Now back to the movie. It's hard to separate the two actually, the topic and the delivery, because the story depends so heavily on the emotion behind the real-life issue. But that emotion is there in the film, it's well delivered, and only occasionally feels cheesy. For the most part that delicate balance between realism and dramatics is kept fairly even, though at times it does feel a bit like a Glee episode. But they don't sing, maybe that's the saving grace, and they never go over-the-top with the intensity of the moment, with the feeling that all high schoolers have at some point in their early lives; that this second is the most important in the history of the world. There were times when the action became a little sappy or PSA, but there could have been many more, so I thank them for that.
As far as the acting goes, no one is winning an Oscar, but again it could have been much worse. Stewart was solid as Russell, playing the tortured teen without coming off as whiny. He was obviously invested in the film and was attempting to convey an important message, which he pulled off quite well. His love interest, Deeley, was also strong, embodying the all-American kid who was typical in every fashion excepting his sexual preference. The Geography Club crew themselves weren't anything to write home about. Again, that part felt like Glee, an over-dramatic representation of what life could be I guess, but what it rarely is. Overall, a relevant message delivered in a fashion that won't blow minds but will be heard.
Video - With an aspect ratio of 2.35:1, the video was nice. Not amazing, but nice. The picture quality was clear, crisp, and well balanced, with no excellent visuals but no glaring flaws. The story didn't lend itself to stunning scenes, with the message the focal point.
Audio - The DVD was done in English and 5.1 Surround Sound. It is available for closed captioning, but has no language or audio options on the menu. The sound quality is fine, no problems, no frills, and no scenes where it's ever really called upon to be great.

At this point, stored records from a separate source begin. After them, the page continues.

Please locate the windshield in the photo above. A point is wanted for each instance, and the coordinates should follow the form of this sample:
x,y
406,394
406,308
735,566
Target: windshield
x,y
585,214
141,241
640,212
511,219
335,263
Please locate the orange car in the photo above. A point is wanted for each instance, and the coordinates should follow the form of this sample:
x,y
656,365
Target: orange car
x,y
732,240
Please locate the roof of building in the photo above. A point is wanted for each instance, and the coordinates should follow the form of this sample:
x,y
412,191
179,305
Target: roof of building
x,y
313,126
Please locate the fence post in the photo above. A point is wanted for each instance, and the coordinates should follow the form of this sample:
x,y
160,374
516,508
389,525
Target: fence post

Extras - There are a good many extras on the disc. You can watch the film with director, writer, and producers commentary. You can also watch the film with cast commentary. There is a 35 minute long "making of" segment called Membership Has Its Privileges. Also, a photo gallery, with a slideshow that lasts 4 minutes. And there are four trailers: Geography Club, Antisocial, An American Ghost Story, 7 Boxes.
Rent It. Geography Club is a step above other low budget special interest films, but that's not to say that it's an amazing movie. The subject matter is what's important to the filmmakers, the story of equality across the board, of honesty both to yourself and to each other. The actual film takes a back seat, which is fine, but keeps it from becoming something bigger than just a message. The video quality & audio quality are both just OK; the extras are plentiful. Taken as a whole, a well-produced point that is acted out before our eyes. Not necessarily a must-see, but it holds its own.